Elles représentent aujourd'hui 20% des ventes des produits de grande consommation, mais elles craignent de voir l'offre de leurs biens se réduire dans les rayons des grandes surfaces. Les PME et ETI françaises s'inquiètent en effet des effets du projet de loi présenté au Parlement par le gouvernement le 27 septembre.

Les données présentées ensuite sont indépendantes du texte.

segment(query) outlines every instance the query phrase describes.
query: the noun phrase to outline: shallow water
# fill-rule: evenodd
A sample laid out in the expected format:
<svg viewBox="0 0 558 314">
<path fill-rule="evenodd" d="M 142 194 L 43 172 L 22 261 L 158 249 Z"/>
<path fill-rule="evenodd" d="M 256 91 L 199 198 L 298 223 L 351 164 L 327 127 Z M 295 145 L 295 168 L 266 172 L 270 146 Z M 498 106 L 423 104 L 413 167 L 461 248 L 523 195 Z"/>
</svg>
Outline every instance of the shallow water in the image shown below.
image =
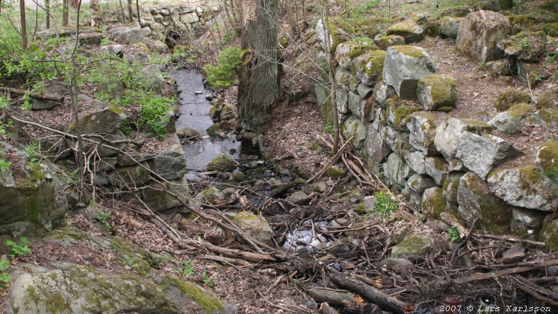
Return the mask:
<svg viewBox="0 0 558 314">
<path fill-rule="evenodd" d="M 176 81 L 179 100 L 182 105 L 182 114 L 176 120 L 176 128 L 191 128 L 202 136 L 199 141 L 182 147 L 186 165 L 193 170 L 188 174 L 189 179 L 197 177 L 197 172 L 203 171 L 209 162 L 220 154 L 238 160 L 241 142 L 233 135 L 229 135 L 223 140 L 207 135 L 206 130 L 214 122 L 209 114 L 211 103 L 206 99 L 211 91 L 204 87 L 203 76 L 193 69 L 171 70 L 168 73 Z"/>
</svg>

Il prévoit d'anticiper la prochaine date de clôture des négociations commerciales entre les distributeurs et les marques nationales.
Le texte, dont l'objectif est de répercuter le plus tôt possible les baisses des cours de nombreuses matières premières, agricoles et industrielles, sur les prix en rayons, ne les mentionne effectivement pas. Il concerne les
seuls fournisseurs dont le chiffre d'affaires est supérieur à 150 millions d'euros, ou à un milliard d'euros en cas de chiffre d'affaires consolidé. Le ministère de l'Economie veut en effet cibler les 75 plus gros industriels de l'agroalimentaire commercialisant leurs produits en France, qui représentent toutefois
« plus de 50% des parts de marché ».Si, comme prévu dans le projet de loi, les négociations commerciales des grands groupes se terminent le
15 janvier 2024 au lieu du 1er mars, les PME et les ETI risquent donc de devoir mener leurs propres négociations a posteriori. Résultat
, « les multinationales vont cannibaliser les budgets de la grande distribution et préempter une grande partie du linéaire disponible, laissant très peu de contreparties accessibles aux PME-ETI », alerte dans un communiqué la Fédération des entreprises et entrepreneurs de France (FEEF), qui les représente. Elle évoque ainsi une «
distorsion de concurrence (...) fortement préjudiciable pour notre tissu industriel et l'emploi local »
.
Jusqu'à présent, la fédération
avait d'ailleurs obtenu que leurs accords soient conclus avant le 31 décembre. Elle souhaiterait que cette date limite soit, elle aussi, sanctuarisée dans le projet de loi.